Das ist so. Wir fahren nach Berlin, um zu siegen Das ist jetzt unser Anspruch. Eintracht Frankfurt hat voriges Jahr gezeigt, dass man auch als Underdog gewinnen kann, sofern denn die Bayern unser Gegner werden.

Reif wie nie

Gewinnt die Mannschaft am Wochenende gegen Freiburg, dann ist die Königsklasse sicher. Und Sie können mit der Kaderplanung ins Detail gehen. Wie helfen dabei Erfolge wie der gegen den HSV?
Wir müssen nicht mehr viel Werbung für unseren Verein machen. Ich denke, wir sind ein extremst attraktiver Klub. Wir bekommen ab nächster Saison den nächsten fantastischen Trainer, spielen international, Leipzig ist eine attraktive Stadt und hat, wie man heute sehen konnte, eine fantastische Fankultur. Wir haben viel in der Waagschale und sind deshalb nicht der schlechteste Standort.
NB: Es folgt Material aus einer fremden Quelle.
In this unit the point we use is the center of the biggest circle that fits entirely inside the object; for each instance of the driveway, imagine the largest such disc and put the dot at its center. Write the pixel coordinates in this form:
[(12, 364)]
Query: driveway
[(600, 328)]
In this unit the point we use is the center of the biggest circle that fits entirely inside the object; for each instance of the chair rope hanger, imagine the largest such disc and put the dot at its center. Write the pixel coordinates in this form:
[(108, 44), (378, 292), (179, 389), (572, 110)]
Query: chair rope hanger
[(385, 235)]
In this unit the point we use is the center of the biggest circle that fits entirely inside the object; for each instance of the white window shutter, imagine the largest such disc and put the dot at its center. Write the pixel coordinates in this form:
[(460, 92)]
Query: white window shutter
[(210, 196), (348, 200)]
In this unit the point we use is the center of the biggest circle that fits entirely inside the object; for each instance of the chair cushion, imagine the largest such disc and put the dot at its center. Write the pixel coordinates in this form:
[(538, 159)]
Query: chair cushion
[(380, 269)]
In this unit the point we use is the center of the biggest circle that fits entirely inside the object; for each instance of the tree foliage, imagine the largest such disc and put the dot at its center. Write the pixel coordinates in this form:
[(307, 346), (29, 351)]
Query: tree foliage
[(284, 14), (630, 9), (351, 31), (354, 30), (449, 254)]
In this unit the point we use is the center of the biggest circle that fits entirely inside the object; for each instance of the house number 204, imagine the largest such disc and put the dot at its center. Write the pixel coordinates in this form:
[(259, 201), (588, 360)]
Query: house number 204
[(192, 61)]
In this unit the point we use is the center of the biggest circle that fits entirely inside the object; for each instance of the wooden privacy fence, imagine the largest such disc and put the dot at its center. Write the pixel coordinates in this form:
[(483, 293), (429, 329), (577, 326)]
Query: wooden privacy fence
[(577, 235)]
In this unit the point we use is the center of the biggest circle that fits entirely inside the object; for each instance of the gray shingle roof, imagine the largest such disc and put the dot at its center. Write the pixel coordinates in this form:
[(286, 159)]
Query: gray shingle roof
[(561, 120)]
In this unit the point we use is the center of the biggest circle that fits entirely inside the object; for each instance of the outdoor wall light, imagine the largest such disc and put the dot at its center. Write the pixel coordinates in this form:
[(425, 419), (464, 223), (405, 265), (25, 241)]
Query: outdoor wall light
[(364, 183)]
Vater des Erfolgs ist der Trainer. Wie nehmen Sie Ralf Rangnick gerade wahr?
Sehr gelassen. Wir haben immer gesagt, dass ist kein Übergangsjahr, sondern wir entwickeln die Mannschaft weiter. Ralf hat das mit einer sehr angenehmen Ruhe gemacht. Auch wenn es am Anfang etwas holprig war, wir wussten immer um die Qualität des Kaders und wissen auch, dass Ralf einer der besten Trainer Deutschlands ist. Deshalb hatten wir Ruhe im Verein. Und der Trainer hat mit dieser Ruhe die Mannschaft zusammengefügt. Ich denke, so ein reifes Teamgefüge hatten wir noch nie. Deswegen spielen wir momentan den attraktivsten Fußball in unserer Klubgeschichte – trotz der Vizemeisterschaft im ersten Bundesligajahr.

Der Coach übergibt im Sommer an Julian Nagelsmann. Mit Wehmut?
Mich würde es wundern, wenn Ralf jetzt nicht denkt: ‚Das ist jetzt schon geil!‘ Jeder hätte mit dieser Mannschaft gerade sehr viel Spaß. Aber Ralf hat sich entschieden, Sportdirektor zu sein. Und die Aufgabe, die danach auf ihn wartet, ist genauso spannend. Dann werden wir einen hochtalentierten jungen Trainer haben und einen sehr erfahrenen Sportchef. Das wird uns noch erfolgreicher machen.